More importantly, it assumes nothing about ‘HOW’ how decisions will be produced. It means decisions can be found by applying any rule engine, a DMN engine, a constraint or MIP solver, a custom piece of software written in any programming language, a manually provided decision, or their various combinations. Yes, this problem definition assumes that its problem resolution mechanism can use any program written in Java, Python, R, etc. or even a complex interactive application. So, it’s hard to give an example of a practical business problem for which we need routinely make business decisions and that goes beyond this definition.
Why did I mention CSP? Because Ron challenges all of us to provide a mechanism to automatically solve well-defined operational business problems (using e.g. SBVR or enhanced DMN modeling constructs). I have my doubts that it’s possible (at least today) for such generic problem definition. However, if we limit the problem definition to a certain type of variables and rules, we can do it. For example, my 2011 paper proves that if we consider problems compliant with TDM, we may automatically(!) convert them to a CSP that will be solved by an off-the-shelf solver. My recent solutions for Vacation Days and Flight Rebooking challenges, go beyond this approach and show how to apply a combination of a rule engine and a constraint solver (but it still requires a “coder” in Ron’s terms). Soon I plan to publish a similar solution for the much more complex Balanced Assignment challenge.

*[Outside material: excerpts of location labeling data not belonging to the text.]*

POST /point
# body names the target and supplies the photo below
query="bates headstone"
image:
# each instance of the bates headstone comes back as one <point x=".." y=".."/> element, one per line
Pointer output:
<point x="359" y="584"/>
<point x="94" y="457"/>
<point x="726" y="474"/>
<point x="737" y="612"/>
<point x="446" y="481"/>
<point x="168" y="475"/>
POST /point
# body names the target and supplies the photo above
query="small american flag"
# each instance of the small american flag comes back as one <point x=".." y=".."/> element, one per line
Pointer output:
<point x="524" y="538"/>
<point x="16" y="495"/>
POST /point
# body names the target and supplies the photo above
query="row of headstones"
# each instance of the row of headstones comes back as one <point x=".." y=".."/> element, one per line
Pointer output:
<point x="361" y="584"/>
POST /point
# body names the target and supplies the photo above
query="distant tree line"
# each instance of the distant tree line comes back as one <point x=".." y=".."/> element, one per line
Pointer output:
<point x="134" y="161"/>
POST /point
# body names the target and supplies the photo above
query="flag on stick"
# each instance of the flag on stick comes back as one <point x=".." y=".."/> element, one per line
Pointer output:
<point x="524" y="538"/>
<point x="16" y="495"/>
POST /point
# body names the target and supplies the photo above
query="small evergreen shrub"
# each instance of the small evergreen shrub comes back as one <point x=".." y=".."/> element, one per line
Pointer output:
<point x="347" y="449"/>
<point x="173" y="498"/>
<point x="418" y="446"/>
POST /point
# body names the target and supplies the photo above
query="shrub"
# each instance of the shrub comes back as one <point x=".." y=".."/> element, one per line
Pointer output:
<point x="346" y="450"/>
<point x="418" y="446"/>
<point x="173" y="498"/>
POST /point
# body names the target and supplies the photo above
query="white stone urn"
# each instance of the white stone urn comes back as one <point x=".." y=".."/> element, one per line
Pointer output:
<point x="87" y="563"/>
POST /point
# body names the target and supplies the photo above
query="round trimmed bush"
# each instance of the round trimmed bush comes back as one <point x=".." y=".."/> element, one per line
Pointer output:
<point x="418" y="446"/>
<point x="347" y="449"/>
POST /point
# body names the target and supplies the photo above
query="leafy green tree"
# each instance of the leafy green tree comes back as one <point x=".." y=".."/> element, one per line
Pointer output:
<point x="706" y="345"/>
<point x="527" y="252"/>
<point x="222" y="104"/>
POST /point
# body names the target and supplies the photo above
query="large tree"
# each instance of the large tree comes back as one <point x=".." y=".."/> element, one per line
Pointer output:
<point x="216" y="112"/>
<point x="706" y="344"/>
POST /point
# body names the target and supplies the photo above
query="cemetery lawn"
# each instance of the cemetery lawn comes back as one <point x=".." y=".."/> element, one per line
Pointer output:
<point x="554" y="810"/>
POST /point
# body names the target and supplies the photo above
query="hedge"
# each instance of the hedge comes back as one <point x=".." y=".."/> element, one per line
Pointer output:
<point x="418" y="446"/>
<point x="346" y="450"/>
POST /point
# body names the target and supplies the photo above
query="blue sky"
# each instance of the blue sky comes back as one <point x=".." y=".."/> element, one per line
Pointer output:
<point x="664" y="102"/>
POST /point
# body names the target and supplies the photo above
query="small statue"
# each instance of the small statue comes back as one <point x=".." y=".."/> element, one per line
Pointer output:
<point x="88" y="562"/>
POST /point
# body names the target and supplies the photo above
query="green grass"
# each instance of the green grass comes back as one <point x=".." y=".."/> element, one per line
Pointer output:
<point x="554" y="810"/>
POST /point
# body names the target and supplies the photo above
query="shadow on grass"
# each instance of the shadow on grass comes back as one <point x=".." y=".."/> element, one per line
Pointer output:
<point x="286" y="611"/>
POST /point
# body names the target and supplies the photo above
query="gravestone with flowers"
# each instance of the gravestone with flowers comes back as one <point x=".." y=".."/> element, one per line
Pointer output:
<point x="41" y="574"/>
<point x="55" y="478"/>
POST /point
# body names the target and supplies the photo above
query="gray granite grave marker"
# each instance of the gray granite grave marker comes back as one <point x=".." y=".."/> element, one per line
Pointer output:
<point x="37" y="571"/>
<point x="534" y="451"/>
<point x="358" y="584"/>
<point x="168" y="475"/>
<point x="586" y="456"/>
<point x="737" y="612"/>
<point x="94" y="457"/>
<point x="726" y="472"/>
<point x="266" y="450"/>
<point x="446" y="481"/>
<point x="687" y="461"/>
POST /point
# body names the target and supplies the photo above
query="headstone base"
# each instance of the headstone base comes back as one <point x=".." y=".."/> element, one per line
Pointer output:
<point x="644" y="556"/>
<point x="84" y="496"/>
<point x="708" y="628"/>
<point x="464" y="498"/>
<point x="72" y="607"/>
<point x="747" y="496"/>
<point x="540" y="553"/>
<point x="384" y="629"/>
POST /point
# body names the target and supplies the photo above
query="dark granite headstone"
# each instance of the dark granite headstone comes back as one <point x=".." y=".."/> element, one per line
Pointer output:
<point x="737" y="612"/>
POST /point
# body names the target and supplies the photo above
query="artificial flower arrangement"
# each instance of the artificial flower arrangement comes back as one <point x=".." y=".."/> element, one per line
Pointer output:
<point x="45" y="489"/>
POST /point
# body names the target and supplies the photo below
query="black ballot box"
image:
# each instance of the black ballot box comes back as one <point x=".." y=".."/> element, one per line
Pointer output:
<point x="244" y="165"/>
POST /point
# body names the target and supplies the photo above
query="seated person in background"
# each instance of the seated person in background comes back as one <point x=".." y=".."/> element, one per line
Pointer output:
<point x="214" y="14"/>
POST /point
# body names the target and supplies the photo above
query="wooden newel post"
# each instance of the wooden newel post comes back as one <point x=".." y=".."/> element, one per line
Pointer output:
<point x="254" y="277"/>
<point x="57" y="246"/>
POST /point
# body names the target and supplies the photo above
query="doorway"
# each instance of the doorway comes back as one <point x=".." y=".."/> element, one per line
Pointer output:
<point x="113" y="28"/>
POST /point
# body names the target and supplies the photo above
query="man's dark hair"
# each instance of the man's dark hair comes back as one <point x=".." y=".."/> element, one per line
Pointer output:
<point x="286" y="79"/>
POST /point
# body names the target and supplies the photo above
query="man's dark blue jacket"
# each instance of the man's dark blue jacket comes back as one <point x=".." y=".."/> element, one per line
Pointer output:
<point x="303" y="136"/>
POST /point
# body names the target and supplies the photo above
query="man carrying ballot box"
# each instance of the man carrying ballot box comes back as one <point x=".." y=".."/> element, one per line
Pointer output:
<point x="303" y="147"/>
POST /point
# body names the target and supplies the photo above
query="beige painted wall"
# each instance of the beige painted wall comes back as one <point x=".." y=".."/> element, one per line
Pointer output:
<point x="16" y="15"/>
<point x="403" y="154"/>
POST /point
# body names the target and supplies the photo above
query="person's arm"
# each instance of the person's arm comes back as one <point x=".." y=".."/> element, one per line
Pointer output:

To go beyond “the low hanging fruit”, it makes sense to consider different problem domains like CSP and beyond – you mentioned a few. Hopefully, after we as a Community develop automatic solvers for different problem domains, we will be able to talk about a “universal” problem solver. We also should pay more attention to recent advances in Rules Reasoning (semantic web) techniques. BTW, DecisionCAMP-2019 is co-located with RuleML+RR gives us with this opportunity.